We check out the action adventure game based on the popular fantasy novel.
During the recent Sierra press event in Palm Springs we had an opportunity to check out a work-in-progress Xbox 360 version of Eragon. Currently scheduled for release in December, Eragon is an aerial combat game that will follow the storyline of the upcoming Stefen Fangmeier movie (based on the books of Christopher Paolini) of the same name. Eragon is a fantasy adventure film set in the land of Alagaesia, which was protected by powerful dragon riders (think Jedi) for thousands of years until one of them (think Darth Vader) turned bad, convinced others to join him, and anointed himself king.
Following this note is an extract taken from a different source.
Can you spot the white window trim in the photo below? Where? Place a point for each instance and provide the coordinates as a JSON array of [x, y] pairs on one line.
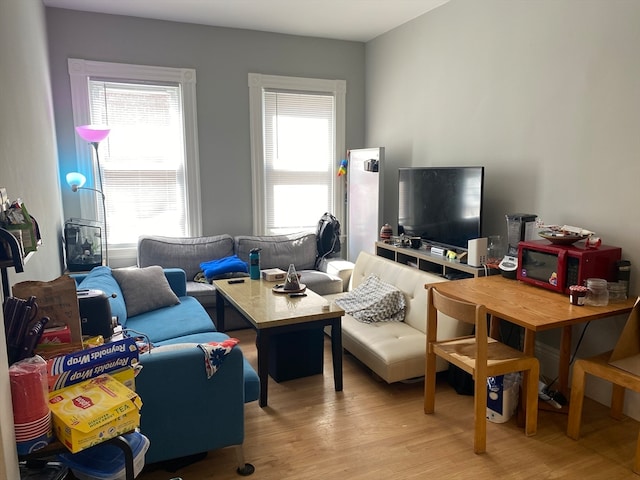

In Eragon the game, you'll assume the role of the movie's titular hero: a young farm boy (think Luke Skywalker) who goes walking in the forest and finds what he believes to be a polished blue stone. The emergence of a dragon hatchling from the stone some time later makes it clear that the stone was in fact an egg, and when Eragon realizes that he shares a telepathic bond with the dragon--named Saphira--he decides to become a dragon rider and save the empire. One of the most interesting features of the game is that Eragon is never without a companion--whether it be his mentor Brom, the mysterious swordsman Murtagh, or Saphira--and all three of those characters can be controlled by a second player in cooperative mode. On this occasion, though, we were playing solo, which meant that the aforementioned companions--the human ones at least--were controlled by the CPU.
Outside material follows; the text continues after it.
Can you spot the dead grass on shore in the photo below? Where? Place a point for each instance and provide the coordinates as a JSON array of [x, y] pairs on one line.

The first level that we checked out took place in a lush forest complete with waterfalls and a fast-flowing river that Eragon and Murtagh were wading through when they were ambushed by urgals. These troll-like creatures were armed with a variety of melee weapons and weren't at all shy about attacking in numbers. Fortunately, Eragon's combat controls are easy to pick up, and so we had no problem defending ourselves using a combination of quick attacks, strong attacks, jump attacks, grapples, combos, and special finishing moves. The dodge and evade commands came in very handy when we got embroiled in a fight with two or three urgals simultaneously, and when an enemy appeared on a hill above us and started firing flaming arrows in our direction, a flashing blue icon on the screen told us that we had the option to call Saphira down from the skies to take care of him in cinematic fashion.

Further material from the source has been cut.